Tuesday, 14 September 2010

Bec 3 at the British Museum

I recently attended the Third British Egyptology Congress at the British Museum, where I presented my first conference paper on this research. I had surprisingly good attendance at my little room, as I was expecting maybe 10 people (collegues/friends) and ended up with a reasonably full room. I take that as an encouraging sign that there are many other Egyptologists out there interested in expanding the horizons of our discipline.

Though I definitely had too much material for the time allowed I think I managed to give a fairly succint overview (three years work in 20 mins is no mean feat!). I would have loved to have had more time to explore some of the groundbreaking work I've encountered in my research (in particular Richard Reidy's Eternal Egypt and Kerry Wisner's 'hwt-hrw' online) but sadly an overview it remained.

I was quizzed at the end by none other than Mark Lehner himself (I hadn't realised he was sitting at the back) who cut straight to the point and asked the very fundamental question of 'give me an actual example of where this research has contributed to Egyptology' (not those exact words, but that was the principle behind it).

So I highlighted the example of taboo, and that when practising ancient ritual certain things become more fundamental to understand. In this case I mentioned the blood taboo asserted by the Kemetic Orthodox Faith, that is the taboo surrounding menstruation and ritual. For HoN this was ported over from African Traditional Religions, and 'filled a gap' in our Egyptological understanding of the subject. Very little research on this topic exists in academic Egyptology. There are a couple of notable examples by Fransden and some interesting notes by Quirke, but by and large it is a topic we do not claim to have a complete comprehension of. However, some fascinating reasearch has been done on this topic by Kemetic reconstructionists, as it is an immediate concern for women looking to participate in regular ritual and not be inhibited by a menstrual cycle. I won't go into details about the research I've encountered here, but it is fair to say I found it very useful, and it introduced me to some sources I would otherwise not have looked at. That alone, for me 'justifies' (not that building bridges should ever need justification) this kind of research.

Now I realise what I'm saying here is that this research highlights our blindnesses, as academics, and encourages us to look at topics from a different perspective. As Jan Assman implies and Jeremy Naydler asserts, we cannot engage in a phenomenological study of Egyptian ritual and remain 'Egyptologists' simply because of the positivist foundational methods of our field. But perhaps we can sidestep such boundaries, albeit briefly, in order to be informed of other perspectives.

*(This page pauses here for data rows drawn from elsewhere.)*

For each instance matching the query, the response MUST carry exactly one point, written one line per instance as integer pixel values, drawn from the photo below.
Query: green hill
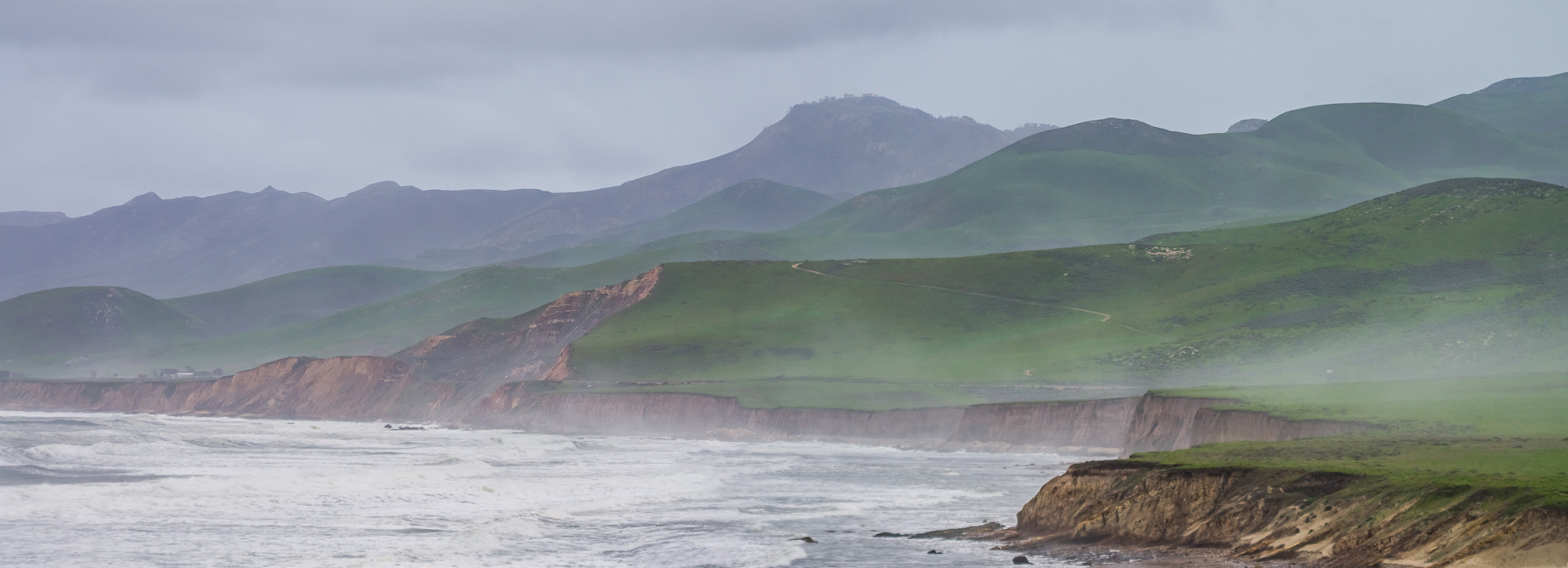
(70, 322)
(752, 206)
(302, 297)
(1116, 179)
(1460, 276)
(1501, 435)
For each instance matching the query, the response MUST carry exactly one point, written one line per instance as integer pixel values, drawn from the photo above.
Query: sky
(104, 101)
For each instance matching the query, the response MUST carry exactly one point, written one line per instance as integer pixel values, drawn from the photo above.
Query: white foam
(269, 493)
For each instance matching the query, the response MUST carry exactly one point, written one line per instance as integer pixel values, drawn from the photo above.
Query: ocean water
(134, 490)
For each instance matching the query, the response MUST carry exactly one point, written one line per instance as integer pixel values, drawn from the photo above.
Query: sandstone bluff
(480, 375)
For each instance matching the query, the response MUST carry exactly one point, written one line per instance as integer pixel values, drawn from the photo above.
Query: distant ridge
(30, 218)
(1117, 135)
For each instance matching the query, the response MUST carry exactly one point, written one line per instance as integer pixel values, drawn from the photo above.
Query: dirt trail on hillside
(1104, 318)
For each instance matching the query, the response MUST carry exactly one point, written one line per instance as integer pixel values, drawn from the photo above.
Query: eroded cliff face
(441, 379)
(1267, 514)
(1083, 426)
(1161, 424)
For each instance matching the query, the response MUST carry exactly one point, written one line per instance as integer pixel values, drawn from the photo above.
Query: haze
(104, 101)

So my point is that discussion on such issues, with 'comitted outsiders' (many of whom are actually 'insiders' studying Egypt academically!) encourages debate and makes us look at primary evidence more closely. I did what I could to convince my peers that there is valid research occuring on 'the other side' and I hope that eventually such research will speak for itself. Mine is not an exhaustive study, nor can it be representative of any group in question beyond my own subjective perspectives. It is but a tentative step, the first plank of a bridge I'd very much like to see built.